As part of my professional activities and for the purposes set out in Section 3, I also disclose data to third parties, insofar as this is permitted and appropriate, whether for them to process on my behalf or for their own purposes. This applies in particular to the following parties:

  • Service providers, including contract processors (such as IT providers);

  • Partners, subcontractors and other business associates;

  • Clients;

  • Domestic and foreign authorities, official bodies or courts;

  • Media;

  • The public, including visitors to websites and social media;

  • Other parties to potential or actual legal proceedings;

  • Other companies and all joint recipients.

These recipients are partly domestic, but can be anywhere in the world. If a recipient is located in a country without adequate legal data protection, I contractually oblige the recipient to comply with applicable data protection law (using the standard contractual clauses of the European Commission where applicable), insofar as they are not already subject to a legally recognised set of rules to ensure data protection.

7. Duration of storage of personal data

I process and store your personal data for as long as is necessary for the fulfilment of my professional and contractual obligations and any associated legal obligations or other purposes pursued with the processing. Data that is no longer required will generally be deleted or anonymised, unless temporary further storage is required for legal documentation, retention obligations, or other legitimate interests.

Information submitted through the contact form on this website is retained for as long as it is relevant to your inquiry and any follow-up matters arising from it. Once no longer needed, it will be deleted or anonymised.

8. Data security

I take appropriate technical and organisational security precautions to protect your personal data from unauthorised access and misuse, such as IT and network security solutions, access controls, encryption of data and transmissions, pseudonymisation, and regular reviews.

9. Obligation to provide personal data

In the context of my professional and business relationship with you, you must provide the personal data that is necessary for the establishment and conduct of this relationship and the fulfilment of the associated obligations. Without this data, I will generally not be able to enter into or conduct a professional engagement with you. The website can also not be used if certain information to ensure data traffic (such as IP address) is not disclosed.

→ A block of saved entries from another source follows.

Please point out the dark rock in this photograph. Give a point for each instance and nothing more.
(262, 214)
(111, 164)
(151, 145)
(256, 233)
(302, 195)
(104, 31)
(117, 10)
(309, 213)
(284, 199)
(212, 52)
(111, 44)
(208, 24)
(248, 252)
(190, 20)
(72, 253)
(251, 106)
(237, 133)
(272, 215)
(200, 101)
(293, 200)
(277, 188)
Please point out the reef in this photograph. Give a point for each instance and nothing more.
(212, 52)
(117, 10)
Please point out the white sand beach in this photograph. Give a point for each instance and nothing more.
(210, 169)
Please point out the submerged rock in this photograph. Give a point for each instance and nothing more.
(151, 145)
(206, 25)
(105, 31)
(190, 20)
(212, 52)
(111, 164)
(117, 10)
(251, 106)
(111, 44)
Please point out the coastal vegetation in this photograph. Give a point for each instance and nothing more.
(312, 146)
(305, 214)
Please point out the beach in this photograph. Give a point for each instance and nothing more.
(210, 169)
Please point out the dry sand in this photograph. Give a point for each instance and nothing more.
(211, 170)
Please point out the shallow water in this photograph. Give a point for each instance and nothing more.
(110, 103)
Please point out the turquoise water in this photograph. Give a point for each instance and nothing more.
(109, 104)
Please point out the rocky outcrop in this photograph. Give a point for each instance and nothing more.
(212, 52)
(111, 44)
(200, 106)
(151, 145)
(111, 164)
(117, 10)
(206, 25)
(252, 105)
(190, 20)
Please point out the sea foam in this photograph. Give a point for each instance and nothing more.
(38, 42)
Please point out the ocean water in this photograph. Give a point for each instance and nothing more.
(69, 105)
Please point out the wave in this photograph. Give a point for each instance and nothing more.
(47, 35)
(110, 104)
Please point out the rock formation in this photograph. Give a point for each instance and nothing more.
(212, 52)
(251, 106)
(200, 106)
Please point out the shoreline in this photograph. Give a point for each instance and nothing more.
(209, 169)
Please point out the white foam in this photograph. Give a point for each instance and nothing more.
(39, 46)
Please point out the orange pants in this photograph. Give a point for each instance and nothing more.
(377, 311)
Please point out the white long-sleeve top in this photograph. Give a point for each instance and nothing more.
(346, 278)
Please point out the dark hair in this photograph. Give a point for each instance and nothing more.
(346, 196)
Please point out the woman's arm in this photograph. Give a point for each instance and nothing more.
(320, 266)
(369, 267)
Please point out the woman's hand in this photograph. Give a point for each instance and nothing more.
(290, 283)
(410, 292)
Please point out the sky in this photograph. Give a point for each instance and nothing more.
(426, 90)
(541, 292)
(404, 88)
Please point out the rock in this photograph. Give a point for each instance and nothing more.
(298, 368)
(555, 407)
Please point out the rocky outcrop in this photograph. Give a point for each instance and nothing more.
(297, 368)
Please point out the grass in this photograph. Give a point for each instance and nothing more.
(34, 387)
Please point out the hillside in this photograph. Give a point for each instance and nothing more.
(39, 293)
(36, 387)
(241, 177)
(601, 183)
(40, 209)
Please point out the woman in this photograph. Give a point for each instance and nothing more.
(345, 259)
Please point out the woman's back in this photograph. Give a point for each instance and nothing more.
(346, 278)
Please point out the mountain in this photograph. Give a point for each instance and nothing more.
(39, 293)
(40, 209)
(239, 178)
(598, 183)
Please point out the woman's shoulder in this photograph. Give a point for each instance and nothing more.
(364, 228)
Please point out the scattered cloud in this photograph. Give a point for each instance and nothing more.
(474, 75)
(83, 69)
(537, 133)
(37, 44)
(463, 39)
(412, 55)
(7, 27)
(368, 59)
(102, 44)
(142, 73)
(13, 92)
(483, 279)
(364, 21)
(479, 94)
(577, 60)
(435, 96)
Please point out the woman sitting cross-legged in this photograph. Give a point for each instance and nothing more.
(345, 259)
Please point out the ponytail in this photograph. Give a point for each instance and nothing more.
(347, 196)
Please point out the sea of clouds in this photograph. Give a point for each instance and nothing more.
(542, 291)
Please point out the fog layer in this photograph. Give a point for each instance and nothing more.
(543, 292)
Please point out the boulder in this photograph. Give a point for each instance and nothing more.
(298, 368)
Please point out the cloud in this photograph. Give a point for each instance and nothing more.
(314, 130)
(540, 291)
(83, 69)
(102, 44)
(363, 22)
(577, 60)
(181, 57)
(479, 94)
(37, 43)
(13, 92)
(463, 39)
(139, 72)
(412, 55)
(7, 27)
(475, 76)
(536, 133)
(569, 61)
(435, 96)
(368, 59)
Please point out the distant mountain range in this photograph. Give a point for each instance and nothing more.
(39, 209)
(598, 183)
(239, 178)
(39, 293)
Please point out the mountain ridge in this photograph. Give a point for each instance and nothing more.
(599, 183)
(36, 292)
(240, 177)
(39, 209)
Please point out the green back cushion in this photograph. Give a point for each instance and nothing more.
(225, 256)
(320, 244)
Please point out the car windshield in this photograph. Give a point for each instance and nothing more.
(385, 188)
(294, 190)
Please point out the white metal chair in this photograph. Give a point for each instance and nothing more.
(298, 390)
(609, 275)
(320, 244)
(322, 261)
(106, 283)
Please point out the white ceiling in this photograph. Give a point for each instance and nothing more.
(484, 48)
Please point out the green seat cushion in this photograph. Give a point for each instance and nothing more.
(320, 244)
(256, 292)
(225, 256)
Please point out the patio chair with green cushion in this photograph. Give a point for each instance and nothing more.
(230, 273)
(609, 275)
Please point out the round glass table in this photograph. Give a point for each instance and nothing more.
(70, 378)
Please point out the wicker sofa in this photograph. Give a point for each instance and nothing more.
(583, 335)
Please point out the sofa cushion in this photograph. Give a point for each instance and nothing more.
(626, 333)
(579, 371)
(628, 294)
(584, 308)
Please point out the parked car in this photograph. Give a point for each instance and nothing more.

10. Rights of the data subject

You have the right to information, correction, deletion, the right to restrict data processing and otherwise to object to my data processing, in particular for the purposes of direct marketing and profiling, as well as to the disclosure of certain personal data for the purpose of transfer to another body (so-called data portability) within the framework of the data protection law applicable to you. Please note that I reserve the right to assert restrictions provided for by law, for example if I am obliged to store or process certain data, have an overriding interest in doing so, or need it for the assertion of claims.

The exercise of such rights generally requires that you clearly prove your identity. To assert your rights, you can contact me at the address provided on this website.

Every data subject also has the right to enforce their claims in court or to lodge a complaint with the competent data protection authority. The competent data protection authority in Switzerland is the Federal Data Protection and Information Commissioner (www.edoeb.admin.ch).

11. Changes

I may amend this privacy policy at any time without prior notice. The current version published on my website shall apply. Insofar as the privacy policy is part of an agreement with you, I will inform you of the change by e-mail or other appropriate means in the event of an update.